Fast in allen Beiträgen wird hervorgehoben, dass das Marxsche Werk nicht abgeschlossen, sondern ein »Work in progress« gewesen sei. Martin Bondeli fasst dies passend ins Bild einer »Baustelle«, an der heute weiterzuarbeiten, dabei aber auch manches abzutragen und zu ersetzen, manches zu restaurieren und an einigen Stellen auch anzubauen wäre. Weniger die Marxsche Theorie als vermeintlich in sich geschlossenes System, sondern sein unabgeschlossenes, sich ständig erweiterndes und Neues verarbeitendes Denken wird heute als vorbildlich angesehen. Über das Methodische hinaus wird Marx – freilich mit unterschiedlicher Gewichtung – auch als »Philosoph der Praxis« verstanden, für den die Theoriebildung zugleich integrales Moment der Veränderung der bestehenden Verhältnisse war. Michael Hirsch nennt beispielsweise den Kampf für die Reduktion der notwendigen Arbeitszeit, Martin Schraven die Forderung nach Überwindung des Privateigentums an Produktionsmitteln und Werner Seppmann die Aufklärung verdinglichter Bewusstseinsformen.

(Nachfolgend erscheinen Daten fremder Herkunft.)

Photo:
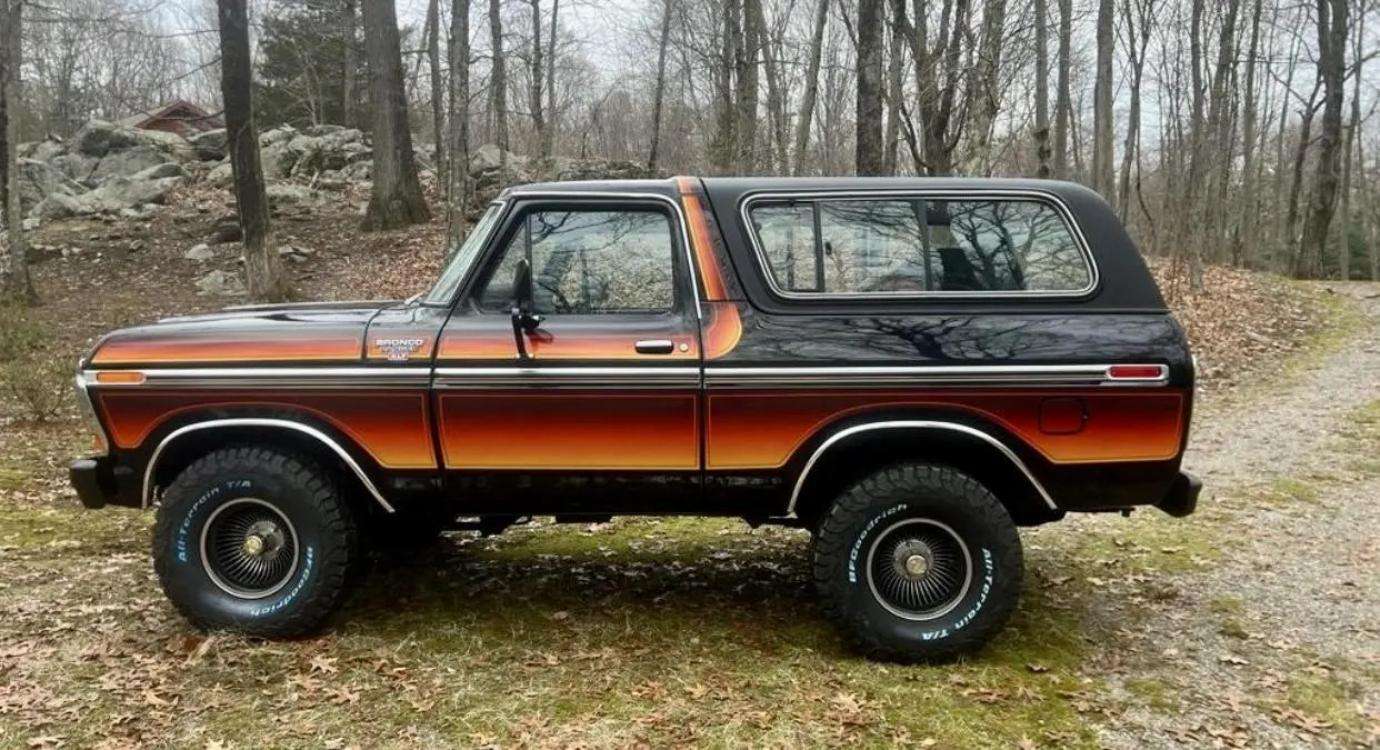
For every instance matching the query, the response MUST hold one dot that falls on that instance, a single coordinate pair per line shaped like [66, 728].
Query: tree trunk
[658, 100]
[396, 199]
[1063, 97]
[723, 148]
[747, 91]
[264, 271]
[458, 187]
[1041, 134]
[548, 134]
[1103, 126]
[538, 120]
[1249, 210]
[868, 152]
[805, 120]
[986, 100]
[1348, 151]
[349, 33]
[894, 86]
[1332, 51]
[498, 87]
[18, 285]
[438, 87]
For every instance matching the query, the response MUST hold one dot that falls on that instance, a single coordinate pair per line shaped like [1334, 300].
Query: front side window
[461, 257]
[588, 261]
[918, 245]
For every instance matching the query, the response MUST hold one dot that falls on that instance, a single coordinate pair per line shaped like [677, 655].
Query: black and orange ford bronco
[908, 369]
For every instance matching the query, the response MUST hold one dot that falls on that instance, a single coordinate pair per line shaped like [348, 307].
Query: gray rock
[167, 169]
[39, 180]
[359, 171]
[222, 176]
[286, 194]
[210, 145]
[77, 167]
[129, 162]
[486, 158]
[296, 253]
[100, 138]
[221, 283]
[42, 151]
[199, 253]
[278, 136]
[61, 206]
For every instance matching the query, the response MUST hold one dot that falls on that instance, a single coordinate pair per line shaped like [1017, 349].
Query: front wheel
[257, 542]
[918, 562]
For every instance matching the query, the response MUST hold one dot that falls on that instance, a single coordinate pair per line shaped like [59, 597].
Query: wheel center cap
[253, 546]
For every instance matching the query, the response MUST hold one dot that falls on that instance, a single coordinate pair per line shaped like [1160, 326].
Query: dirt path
[1277, 640]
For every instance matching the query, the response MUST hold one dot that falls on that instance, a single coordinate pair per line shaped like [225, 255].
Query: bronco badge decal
[399, 350]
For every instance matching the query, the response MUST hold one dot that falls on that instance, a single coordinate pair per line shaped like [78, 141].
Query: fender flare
[146, 497]
[915, 424]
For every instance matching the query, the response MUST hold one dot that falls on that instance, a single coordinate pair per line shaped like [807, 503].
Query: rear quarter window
[917, 245]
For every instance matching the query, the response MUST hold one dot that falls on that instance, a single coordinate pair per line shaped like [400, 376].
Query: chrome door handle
[656, 345]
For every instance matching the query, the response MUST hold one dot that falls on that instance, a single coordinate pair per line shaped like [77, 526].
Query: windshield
[462, 257]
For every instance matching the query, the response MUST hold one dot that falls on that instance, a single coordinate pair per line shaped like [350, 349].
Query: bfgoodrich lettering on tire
[255, 540]
[918, 562]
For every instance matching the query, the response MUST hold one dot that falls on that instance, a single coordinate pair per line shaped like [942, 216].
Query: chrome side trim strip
[675, 206]
[253, 421]
[566, 377]
[1066, 214]
[940, 375]
[917, 424]
[275, 377]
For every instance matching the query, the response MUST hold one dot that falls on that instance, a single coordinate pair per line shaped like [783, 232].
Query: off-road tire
[300, 491]
[904, 496]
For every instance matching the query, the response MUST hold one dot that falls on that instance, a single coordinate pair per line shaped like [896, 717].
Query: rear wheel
[918, 562]
[255, 540]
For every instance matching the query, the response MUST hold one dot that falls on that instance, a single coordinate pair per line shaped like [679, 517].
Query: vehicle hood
[289, 333]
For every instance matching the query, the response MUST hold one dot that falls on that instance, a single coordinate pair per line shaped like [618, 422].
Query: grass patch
[1324, 698]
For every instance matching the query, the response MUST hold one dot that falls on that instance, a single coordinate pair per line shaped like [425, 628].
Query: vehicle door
[581, 394]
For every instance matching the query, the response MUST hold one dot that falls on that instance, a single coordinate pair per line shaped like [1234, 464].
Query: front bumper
[1181, 497]
[101, 482]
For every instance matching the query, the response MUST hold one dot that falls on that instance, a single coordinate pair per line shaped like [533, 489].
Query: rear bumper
[101, 482]
[1181, 497]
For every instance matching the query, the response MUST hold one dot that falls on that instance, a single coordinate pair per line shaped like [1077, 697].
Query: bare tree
[458, 184]
[1103, 101]
[661, 86]
[1042, 89]
[396, 199]
[1063, 97]
[1140, 20]
[1332, 51]
[264, 271]
[18, 285]
[538, 120]
[747, 89]
[438, 86]
[868, 155]
[805, 119]
[498, 84]
[349, 33]
[548, 133]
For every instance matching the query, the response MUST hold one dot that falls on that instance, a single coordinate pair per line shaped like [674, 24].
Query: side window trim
[522, 205]
[763, 265]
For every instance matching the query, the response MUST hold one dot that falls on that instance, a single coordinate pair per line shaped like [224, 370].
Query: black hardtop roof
[1125, 283]
[743, 185]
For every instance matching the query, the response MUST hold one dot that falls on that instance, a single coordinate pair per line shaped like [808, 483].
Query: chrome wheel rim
[919, 569]
[249, 549]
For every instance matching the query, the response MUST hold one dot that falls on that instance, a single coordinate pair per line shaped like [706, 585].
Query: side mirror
[525, 321]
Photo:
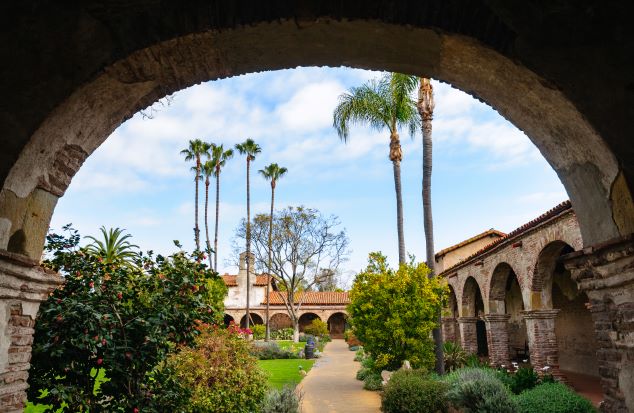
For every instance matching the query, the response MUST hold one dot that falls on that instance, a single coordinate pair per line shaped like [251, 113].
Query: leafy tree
[394, 312]
[250, 149]
[273, 173]
[304, 242]
[114, 248]
[383, 104]
[219, 157]
[122, 319]
[196, 149]
[426, 111]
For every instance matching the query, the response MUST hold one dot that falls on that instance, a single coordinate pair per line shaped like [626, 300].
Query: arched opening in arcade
[279, 321]
[473, 330]
[305, 320]
[575, 354]
[506, 305]
[255, 320]
[337, 325]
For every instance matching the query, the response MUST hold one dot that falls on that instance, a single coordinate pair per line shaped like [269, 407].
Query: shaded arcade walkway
[331, 387]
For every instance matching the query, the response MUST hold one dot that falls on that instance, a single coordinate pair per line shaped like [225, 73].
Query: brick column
[449, 329]
[498, 338]
[542, 340]
[606, 274]
[468, 334]
[23, 285]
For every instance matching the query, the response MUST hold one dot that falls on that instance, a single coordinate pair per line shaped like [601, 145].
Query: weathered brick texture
[498, 338]
[606, 273]
[23, 285]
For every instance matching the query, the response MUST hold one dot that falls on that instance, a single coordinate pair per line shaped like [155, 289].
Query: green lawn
[285, 371]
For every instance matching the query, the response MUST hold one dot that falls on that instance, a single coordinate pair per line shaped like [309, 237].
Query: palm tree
[114, 246]
[250, 149]
[194, 151]
[207, 170]
[273, 173]
[219, 156]
[426, 112]
[383, 103]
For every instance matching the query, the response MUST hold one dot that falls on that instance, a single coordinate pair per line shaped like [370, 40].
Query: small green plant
[373, 381]
[524, 378]
[285, 400]
[552, 398]
[479, 390]
[455, 356]
[259, 330]
[413, 391]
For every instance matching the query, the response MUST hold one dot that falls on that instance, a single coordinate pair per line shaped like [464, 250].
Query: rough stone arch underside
[68, 86]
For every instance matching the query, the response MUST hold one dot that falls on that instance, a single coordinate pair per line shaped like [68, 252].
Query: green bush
[285, 400]
[282, 334]
[259, 331]
[552, 398]
[270, 350]
[220, 373]
[394, 311]
[317, 328]
[524, 378]
[412, 391]
[479, 390]
[455, 356]
[373, 381]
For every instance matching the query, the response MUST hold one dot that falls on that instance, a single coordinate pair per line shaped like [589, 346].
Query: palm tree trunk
[206, 220]
[217, 215]
[268, 328]
[196, 229]
[429, 235]
[248, 243]
[396, 155]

Überraschende Einigkeit herrscht unter den Autoren auch hinsichtlich der »analytischen Kraft« des »Kapitals«, welche nicht nur die Produktivität, sondern vor allem die Destruktivität der kapitalistischen Produktionsweise begreiflich macht. War es lange Zeit üblich, seine »Kritik der politischen Ökonomie« mit dem Argument zu historisieren, Marx habe »nur« den Konkurrenzkapitalismus des 19. Jahrhunderts vor Augen gehabt, nicht aber die »soziale Marktwirtschaft« oder den »Monopolkapitalismus« des 20. Jahrhunderts, so sind diese Stimmen angesichts des globalen »Turbokapitalismus« offenbar verstummt. Dominik Finkelde zeigt die unmittelbare Fruchtbarkeit der Marxschen Kategorie des »Fetischcharakters der Ware« für die Analyse gegenwärtiger quasi-religiös aufgeladener Statussymbole, etwa aus dem Hause Apple. Elmar Altvater legt dar, dass allein die Einsicht in den »Doppelcharakter der Arbeit« ein rechtes Verständnis der kapitalistischen Dynamik der Naturzerstörung ermöglicht. Und Fritz Reheis führt aus, wie sich mit Hilfe des Kapitalbegriffs (als sich verwertender Wert) die parallel erfolgenden Vorgänge räumlicher Globalisierung und zeitlicher Beschleunigung ökonomischer und sozialer Prozesse verstehen und kritisieren lassen. »Allein ein Blick auf die real existierenden Formen des Kapitalismus zeigt«, fasst Konrad Paul Liessmann zusammen, »dass Marxens Werk mehr ist als ein Steinbruch – richtig gelesen, wäre es noch immer ein Sprengsatz«.